Questions for part 2.

  • The first question is the obvious one: which fitting method — the weighted least squares or the L1 penalized principal warps fitting — found a better fitting model (without folding)? Do the differences in results look to be substantial?

Then answer the same additional questions as raised for part 1.
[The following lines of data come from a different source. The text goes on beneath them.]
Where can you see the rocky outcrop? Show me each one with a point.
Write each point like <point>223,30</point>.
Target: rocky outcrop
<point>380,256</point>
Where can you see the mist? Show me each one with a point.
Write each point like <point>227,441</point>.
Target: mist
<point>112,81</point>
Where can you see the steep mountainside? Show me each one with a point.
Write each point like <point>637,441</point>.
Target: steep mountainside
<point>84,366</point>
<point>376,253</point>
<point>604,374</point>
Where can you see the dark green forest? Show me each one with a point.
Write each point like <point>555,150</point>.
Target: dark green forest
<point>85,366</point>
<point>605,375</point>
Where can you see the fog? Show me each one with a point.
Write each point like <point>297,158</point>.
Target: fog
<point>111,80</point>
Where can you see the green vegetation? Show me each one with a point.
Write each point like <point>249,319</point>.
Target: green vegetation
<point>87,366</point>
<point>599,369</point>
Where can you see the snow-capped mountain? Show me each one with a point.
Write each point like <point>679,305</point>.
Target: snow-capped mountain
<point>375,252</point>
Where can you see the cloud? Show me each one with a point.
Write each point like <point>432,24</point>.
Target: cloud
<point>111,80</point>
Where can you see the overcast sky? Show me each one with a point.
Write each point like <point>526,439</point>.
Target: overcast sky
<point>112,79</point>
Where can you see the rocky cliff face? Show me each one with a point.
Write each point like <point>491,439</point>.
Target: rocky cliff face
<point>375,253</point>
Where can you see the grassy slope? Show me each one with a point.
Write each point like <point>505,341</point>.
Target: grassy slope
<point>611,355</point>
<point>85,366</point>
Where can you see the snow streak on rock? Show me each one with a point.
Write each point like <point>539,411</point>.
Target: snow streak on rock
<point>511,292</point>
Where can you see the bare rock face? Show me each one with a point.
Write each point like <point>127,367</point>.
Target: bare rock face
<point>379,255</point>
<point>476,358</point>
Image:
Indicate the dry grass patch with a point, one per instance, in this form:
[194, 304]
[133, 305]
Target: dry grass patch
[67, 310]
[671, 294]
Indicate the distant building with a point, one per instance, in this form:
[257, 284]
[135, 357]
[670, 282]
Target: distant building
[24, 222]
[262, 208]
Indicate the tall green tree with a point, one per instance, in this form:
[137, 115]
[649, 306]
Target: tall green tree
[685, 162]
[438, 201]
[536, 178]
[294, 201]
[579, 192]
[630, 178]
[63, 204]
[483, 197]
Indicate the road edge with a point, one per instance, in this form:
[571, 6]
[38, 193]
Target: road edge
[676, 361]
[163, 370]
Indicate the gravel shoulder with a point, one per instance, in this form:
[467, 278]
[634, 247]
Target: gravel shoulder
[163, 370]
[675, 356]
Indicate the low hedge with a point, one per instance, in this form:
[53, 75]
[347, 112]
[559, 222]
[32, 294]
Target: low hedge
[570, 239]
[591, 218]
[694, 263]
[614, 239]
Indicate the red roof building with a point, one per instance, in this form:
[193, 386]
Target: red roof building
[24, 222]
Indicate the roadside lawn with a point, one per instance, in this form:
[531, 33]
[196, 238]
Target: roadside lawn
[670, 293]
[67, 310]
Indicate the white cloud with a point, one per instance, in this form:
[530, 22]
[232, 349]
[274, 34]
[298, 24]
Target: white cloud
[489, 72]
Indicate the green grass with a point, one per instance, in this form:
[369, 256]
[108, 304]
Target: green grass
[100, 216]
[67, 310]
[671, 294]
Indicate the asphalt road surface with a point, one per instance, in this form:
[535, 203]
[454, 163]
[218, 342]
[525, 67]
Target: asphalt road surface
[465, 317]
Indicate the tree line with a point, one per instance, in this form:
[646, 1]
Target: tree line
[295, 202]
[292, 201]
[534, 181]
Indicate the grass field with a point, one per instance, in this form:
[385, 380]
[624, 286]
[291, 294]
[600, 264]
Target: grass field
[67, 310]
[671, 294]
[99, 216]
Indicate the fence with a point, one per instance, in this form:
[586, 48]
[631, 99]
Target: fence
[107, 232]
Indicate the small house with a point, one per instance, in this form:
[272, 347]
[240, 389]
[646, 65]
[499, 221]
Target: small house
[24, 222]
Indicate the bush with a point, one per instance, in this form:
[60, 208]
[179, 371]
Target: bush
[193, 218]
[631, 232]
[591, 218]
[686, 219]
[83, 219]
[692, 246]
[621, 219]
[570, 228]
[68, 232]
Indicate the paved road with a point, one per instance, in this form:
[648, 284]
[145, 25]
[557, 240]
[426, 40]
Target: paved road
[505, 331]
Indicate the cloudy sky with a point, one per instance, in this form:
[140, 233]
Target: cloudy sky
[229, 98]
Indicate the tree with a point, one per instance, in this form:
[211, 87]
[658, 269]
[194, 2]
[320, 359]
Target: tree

  • In what area(s) of the map is spatial correlation strongest and what area(s) is it weakest?
  • Where is local anisotropy greatest?
  • Are there regions where the local correlation structure appears nearly isotropic?
  • Can you relate any of this estimated structure to the topography in the tourist map?